More #OpsEmpathy In Software Development

After years of doing DevOps now I’m in situation where there are several operation teams to work with.

System administrator job is hard. They have to make sure everything works smooth all the time. That includes the complex legacy system that nobody fully understands. Such work is often invisible and goes unappreciated.

Do The Dirty Work Yourself First

For the last few days I’ve put myself into shoes of such operation person trying to install and configure software developed by me. It was quite a painful and frustrating experience trying to debug why remote syslog does not receive messages over UDP. I can only imagine how much more difficult would be to make the same without inherent knowledge of the application and how all the things were wired together.

Such experience led me to the insight: have more empathy for people who maintain your software.

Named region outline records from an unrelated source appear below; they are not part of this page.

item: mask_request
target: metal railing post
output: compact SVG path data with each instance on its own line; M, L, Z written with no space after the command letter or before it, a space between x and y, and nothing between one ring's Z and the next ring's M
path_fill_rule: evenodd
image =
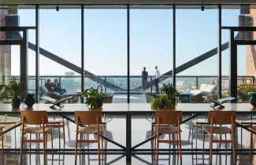
M198 89L198 77L195 77L196 89Z
M105 80L105 82L104 82L104 86L105 86L105 94L106 94L106 76L104 78L104 80Z
M152 92L152 77L150 77L150 92Z
M60 86L62 86L62 84L61 84L61 77L58 77L58 82L60 83Z

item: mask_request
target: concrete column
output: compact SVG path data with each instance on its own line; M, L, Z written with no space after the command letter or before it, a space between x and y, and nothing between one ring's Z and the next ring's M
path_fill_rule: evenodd
M256 27L256 8L250 8L252 16L251 26ZM256 39L256 31L251 33L252 40ZM256 78L256 46L247 46L247 75L253 75Z
M6 16L8 15L8 9L0 9L0 27L6 26ZM6 32L0 31L0 39L5 40ZM0 46L0 82L6 82L11 76L11 46Z

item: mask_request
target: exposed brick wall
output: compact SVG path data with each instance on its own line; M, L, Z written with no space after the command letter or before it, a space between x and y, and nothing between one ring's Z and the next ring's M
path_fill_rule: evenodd
M6 26L6 16L8 14L7 9L0 9L0 27ZM0 39L6 39L5 31L0 32ZM0 45L0 82L11 75L11 46ZM6 79L5 79L6 80Z

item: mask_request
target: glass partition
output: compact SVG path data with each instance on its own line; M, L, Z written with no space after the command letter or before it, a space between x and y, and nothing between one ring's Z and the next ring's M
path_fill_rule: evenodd
M84 89L101 85L113 102L127 103L127 9L108 6L84 9Z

It does not matter if you have separate operation team or doing DevOps. The person taking care of your app will be grateful. Also keep in mind that person could be future you. The future you who did not slept well and has got huge hangover (been there, done that).

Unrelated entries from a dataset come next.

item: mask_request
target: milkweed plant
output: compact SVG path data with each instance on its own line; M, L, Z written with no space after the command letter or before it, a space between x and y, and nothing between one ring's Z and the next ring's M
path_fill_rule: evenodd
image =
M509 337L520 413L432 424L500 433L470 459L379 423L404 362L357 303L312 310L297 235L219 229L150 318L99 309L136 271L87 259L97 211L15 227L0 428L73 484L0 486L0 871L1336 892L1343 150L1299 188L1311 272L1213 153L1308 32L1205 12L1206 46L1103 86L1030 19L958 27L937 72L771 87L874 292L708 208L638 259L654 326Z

The success of your software is on the shoulders of giants!

Try Docker To Make Yourself Uncomfortable

Using tools like Docker makes the work much simpler. It is useful even if operations team is not using containers, like it is in my case. If the whole system works in such hostile environment like Docker it won’t have any problem being deployed to virtual machine or bare metal.

Using Docker you are able to simulate cluster on your laptop with all the warts and shortcomings of production environment: no easy access to files, limited way to peek how application is performing (trace, debug), network access restrictions from one container to another. The default Docker configuration is pretty restrictive — just how any reasonable system administrator would do it.

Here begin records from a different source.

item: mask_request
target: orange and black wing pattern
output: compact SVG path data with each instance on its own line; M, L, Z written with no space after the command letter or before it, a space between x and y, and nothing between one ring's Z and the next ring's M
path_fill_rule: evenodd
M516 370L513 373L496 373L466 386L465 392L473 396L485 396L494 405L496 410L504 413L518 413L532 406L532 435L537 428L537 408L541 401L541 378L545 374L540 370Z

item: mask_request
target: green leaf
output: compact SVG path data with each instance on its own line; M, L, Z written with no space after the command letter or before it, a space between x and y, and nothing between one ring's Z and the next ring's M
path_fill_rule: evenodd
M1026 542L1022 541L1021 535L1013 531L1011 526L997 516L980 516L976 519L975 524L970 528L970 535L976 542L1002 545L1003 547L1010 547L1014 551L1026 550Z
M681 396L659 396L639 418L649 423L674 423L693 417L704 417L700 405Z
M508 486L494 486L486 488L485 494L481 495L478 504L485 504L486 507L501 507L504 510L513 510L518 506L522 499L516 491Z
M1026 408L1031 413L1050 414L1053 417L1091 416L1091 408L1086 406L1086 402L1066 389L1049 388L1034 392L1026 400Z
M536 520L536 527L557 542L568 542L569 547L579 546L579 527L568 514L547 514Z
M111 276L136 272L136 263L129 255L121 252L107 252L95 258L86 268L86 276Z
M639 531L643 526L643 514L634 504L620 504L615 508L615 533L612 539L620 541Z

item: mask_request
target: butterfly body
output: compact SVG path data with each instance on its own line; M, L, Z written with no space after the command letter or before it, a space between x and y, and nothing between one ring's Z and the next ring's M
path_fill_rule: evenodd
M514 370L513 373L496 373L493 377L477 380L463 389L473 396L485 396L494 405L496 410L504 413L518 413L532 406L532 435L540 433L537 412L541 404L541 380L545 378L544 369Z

Put Yourself In The Shoes Of The Maintainer

Look at your logs as you’d have to do application support. How quickly you’re able to determine what the problem is looking only at log message or attached stack trace? Is is obvious what is wrong and what is the severity of the problem? From support person perspective: is it clear who to call for help to debug the issue further?

Rise-up and leave the comfort of IDE and try to pin down the root cause of a bug using toolset available for admins. Instead of interactive debugger try to process application logs with grep and awk. That might be quite a challenge, which means logs need improvement. Bear in mind: setting log level to DEBUG is cheating!